OUTLOOK PHOTO: CHRISTOPHER KEIZUR - Children ages 3-9 celebrated Easter Weekend with an egg hunt Saturday morning, March 31, in Wood Village. The Easter Bunny visited East Multnomah County for a weekend of sunshine and fun. Families enjoyed the holiday with Easter egg hunts across the region on Saturday, March 31, and Sunday, April 1.

In Wood Village, the city hosted its most ambitious hunt yet in honor of the 30th anniversary milestone. Volunteers from the community helped hide more than 30,000 candy-filled eggs across Donald L. Robertson Park, 24300 N.E. Halsey St. Children ages 3-9 participated in the race for the eggs.

OUTLOOK PHOTO: CHRISTOPHER KEIZUR - Nine-month-old Karsyn Berg meets the Easter Bunny for the first time during the Wood Village Easter Egg Hunt. The Saturday celebration included a visit from the Easter Bunny, free giveaways, face painting, arts and crafts, and, of course, plenty of family fun.

"My favorite part of doing this is seeing all the kids smile," said Wood Village Mayor Tim Clark. "I like to walk around with a bag of extra eggs in case anyone missed out."

The 30,000 eggs were the most the city has ever distributed. In addition to the fields for each age group, there was also a special needs hunt. As all the kids ran around looking for eggs, their parents and older siblings cheered them on from the sidelines.

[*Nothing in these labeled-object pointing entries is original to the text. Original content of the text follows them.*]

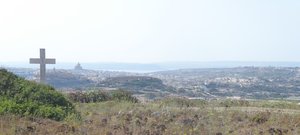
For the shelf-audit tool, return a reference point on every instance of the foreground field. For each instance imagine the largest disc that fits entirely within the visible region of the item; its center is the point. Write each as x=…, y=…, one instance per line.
x=169, y=116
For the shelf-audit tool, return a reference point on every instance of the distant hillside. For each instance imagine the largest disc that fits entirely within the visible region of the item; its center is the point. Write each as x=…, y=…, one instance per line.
x=137, y=84
x=64, y=79
x=245, y=82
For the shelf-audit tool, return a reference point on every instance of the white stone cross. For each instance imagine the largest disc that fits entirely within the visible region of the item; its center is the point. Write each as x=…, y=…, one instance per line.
x=42, y=61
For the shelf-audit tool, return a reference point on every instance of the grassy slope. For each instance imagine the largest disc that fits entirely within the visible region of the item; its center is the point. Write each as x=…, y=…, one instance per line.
x=171, y=116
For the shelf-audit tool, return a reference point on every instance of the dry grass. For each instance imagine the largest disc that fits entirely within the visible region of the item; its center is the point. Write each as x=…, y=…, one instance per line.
x=155, y=118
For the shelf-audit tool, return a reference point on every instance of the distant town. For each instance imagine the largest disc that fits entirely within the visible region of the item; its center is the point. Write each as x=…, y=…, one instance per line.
x=203, y=83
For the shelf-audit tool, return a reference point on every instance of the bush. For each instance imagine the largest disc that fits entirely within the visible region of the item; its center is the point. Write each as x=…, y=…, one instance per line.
x=26, y=98
x=100, y=96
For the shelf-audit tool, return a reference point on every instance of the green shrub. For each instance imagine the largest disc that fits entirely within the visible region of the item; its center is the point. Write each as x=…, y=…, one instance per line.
x=100, y=96
x=26, y=98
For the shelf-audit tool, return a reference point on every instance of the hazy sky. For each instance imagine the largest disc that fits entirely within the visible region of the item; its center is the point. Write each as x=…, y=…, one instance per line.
x=147, y=31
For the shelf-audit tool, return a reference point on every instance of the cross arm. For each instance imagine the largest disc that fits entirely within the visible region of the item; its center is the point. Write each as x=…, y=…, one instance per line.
x=50, y=61
x=34, y=61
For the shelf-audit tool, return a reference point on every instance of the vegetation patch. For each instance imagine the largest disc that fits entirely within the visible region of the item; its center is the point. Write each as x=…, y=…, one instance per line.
x=100, y=96
x=26, y=98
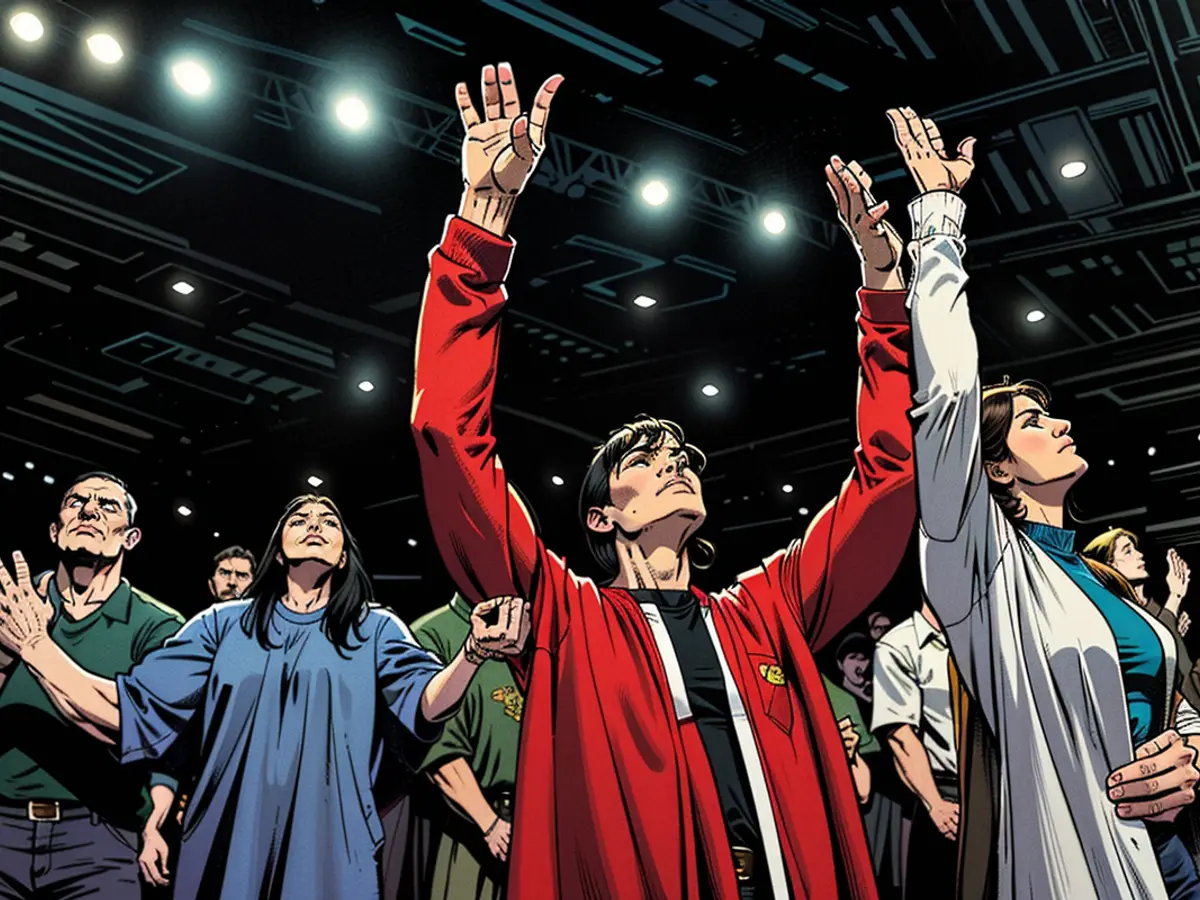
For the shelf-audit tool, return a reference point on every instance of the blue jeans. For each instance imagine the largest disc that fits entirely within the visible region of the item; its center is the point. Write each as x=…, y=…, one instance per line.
x=1175, y=863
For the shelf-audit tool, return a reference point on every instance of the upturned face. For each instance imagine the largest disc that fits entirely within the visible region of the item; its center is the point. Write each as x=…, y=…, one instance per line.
x=1042, y=449
x=1128, y=559
x=649, y=486
x=231, y=579
x=313, y=533
x=95, y=521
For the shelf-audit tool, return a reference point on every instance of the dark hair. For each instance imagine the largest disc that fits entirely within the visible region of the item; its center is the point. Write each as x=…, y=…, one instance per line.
x=131, y=507
x=235, y=552
x=643, y=433
x=855, y=642
x=349, y=591
x=996, y=418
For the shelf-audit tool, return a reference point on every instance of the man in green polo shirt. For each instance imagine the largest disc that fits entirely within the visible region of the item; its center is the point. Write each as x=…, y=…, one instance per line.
x=70, y=813
x=474, y=765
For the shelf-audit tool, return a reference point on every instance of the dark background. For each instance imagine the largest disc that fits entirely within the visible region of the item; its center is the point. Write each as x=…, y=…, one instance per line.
x=307, y=247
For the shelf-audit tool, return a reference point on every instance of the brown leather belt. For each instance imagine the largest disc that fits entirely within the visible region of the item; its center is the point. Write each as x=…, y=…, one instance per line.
x=743, y=863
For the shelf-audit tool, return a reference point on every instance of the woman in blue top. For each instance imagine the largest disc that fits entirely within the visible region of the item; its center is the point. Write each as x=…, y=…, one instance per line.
x=293, y=687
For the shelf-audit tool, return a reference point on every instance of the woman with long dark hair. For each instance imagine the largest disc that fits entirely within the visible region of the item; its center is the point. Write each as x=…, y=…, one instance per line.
x=1072, y=678
x=293, y=685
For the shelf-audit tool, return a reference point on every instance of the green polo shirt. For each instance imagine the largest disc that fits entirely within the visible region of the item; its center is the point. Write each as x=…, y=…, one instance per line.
x=845, y=705
x=46, y=757
x=486, y=729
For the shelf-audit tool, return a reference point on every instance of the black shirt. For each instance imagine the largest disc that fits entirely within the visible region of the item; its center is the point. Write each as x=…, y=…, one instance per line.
x=705, y=684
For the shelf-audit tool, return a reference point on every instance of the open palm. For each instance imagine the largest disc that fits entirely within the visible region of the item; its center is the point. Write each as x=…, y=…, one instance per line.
x=502, y=148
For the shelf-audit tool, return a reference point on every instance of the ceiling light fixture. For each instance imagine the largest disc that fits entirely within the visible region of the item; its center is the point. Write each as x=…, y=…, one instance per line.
x=105, y=48
x=27, y=27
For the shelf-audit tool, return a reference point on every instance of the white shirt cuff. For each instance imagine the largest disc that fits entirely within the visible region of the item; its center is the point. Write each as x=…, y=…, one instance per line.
x=937, y=213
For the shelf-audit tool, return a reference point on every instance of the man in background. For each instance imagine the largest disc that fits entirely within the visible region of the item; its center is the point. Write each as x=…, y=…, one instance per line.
x=70, y=813
x=233, y=569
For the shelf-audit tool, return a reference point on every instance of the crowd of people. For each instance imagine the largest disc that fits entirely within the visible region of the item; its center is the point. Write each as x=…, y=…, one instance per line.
x=1026, y=729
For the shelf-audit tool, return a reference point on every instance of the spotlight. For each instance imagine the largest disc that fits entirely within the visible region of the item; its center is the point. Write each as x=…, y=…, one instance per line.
x=774, y=222
x=105, y=48
x=27, y=27
x=655, y=192
x=352, y=113
x=191, y=77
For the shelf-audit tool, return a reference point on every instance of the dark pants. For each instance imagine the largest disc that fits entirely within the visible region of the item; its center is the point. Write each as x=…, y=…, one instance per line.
x=79, y=856
x=1174, y=861
x=933, y=867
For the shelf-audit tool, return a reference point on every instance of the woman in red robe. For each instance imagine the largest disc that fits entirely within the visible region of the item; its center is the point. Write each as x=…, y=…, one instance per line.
x=676, y=744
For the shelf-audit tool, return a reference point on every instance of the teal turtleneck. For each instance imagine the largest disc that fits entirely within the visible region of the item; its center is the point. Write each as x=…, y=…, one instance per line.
x=1139, y=651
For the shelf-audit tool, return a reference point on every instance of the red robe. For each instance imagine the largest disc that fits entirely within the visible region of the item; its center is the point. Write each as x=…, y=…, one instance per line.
x=615, y=798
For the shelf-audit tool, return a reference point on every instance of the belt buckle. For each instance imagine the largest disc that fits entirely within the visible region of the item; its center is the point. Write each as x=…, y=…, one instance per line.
x=43, y=811
x=743, y=863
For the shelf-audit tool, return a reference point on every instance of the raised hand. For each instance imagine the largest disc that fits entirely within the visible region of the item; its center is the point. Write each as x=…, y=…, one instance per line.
x=498, y=628
x=1179, y=575
x=25, y=613
x=924, y=153
x=877, y=244
x=502, y=148
x=1159, y=783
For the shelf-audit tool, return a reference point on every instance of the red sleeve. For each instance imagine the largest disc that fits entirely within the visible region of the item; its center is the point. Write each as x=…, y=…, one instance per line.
x=483, y=531
x=855, y=545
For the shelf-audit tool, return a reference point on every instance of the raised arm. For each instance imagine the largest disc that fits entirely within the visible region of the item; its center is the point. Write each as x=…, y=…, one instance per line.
x=855, y=545
x=483, y=531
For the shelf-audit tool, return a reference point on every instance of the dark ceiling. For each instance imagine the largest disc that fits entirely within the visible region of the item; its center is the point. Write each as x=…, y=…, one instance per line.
x=307, y=251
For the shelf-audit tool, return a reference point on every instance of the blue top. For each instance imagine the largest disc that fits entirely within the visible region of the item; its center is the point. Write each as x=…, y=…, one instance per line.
x=1139, y=651
x=283, y=809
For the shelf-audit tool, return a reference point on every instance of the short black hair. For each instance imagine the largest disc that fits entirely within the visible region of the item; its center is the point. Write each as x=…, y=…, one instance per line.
x=855, y=642
x=235, y=552
x=131, y=505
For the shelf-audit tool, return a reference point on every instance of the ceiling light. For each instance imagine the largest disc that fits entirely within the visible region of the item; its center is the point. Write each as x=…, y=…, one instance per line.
x=655, y=193
x=105, y=48
x=27, y=27
x=774, y=222
x=352, y=113
x=191, y=77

OUTLOOK PHOTO: CHRISTOPHER KEIZUR - Three-year-old Philemon celebrates a successful Easter Egg Hunt Saturday morning, March 31, in Wood Village. "This is something we can do for the community every year," said Greg Dirks, the event coordinator. "I used to hunt this as a kid, so its special now being able to help keep it going."

Meanwhile, on Easter Sunday, cloudy skies and a cool breeze didn't dampen the spirits of the crowd gathered at Main City Park in Gresham for the 16th annual egg hunt hosted by City Park Church.

Last year's festivities brought in close to 500 children for the hunt, said City Park Church Pastor Bob Trombi, a record number for the affair. To make sure there was plenty to search for, volunteers spent three days filling 15,000 plastic eggs with candy and tickets for Easter baskets stuffed with bigger prizes.

"Last year, we were overwhelmed," Trombi said, "so we actually upped the number of the eggs this year. And we were very lucky because the firefighters — since they don't do their egg hunt anymore — gave us a bunch of their eggs."

OUTLOOK PHOTO: ANNE ENDICOTT - Eighteen-month-old Lucy Hendrickson gathers quite a basket of candy-filled eggs at City Park Churchs 16th annual Easter Egg Hunt Sunday, April 1, at Main City Park in Gresham.The grass in Main City Park may have been a little soggy from earlier rain, but that didn't deter the egg hunters from staking their claim outside the taped barrier for their age group, ready to run when the signal to "go" was given.

Little ones, age birth to 36 months got a little help picking up eggs from mom or dad. Many carried baskets bigger than they were and several donned their best Easter dresses and bow ties.

The Easter celebration continued at City Park Church on East Powell Boulevard, with worship services followed by family activities afterward.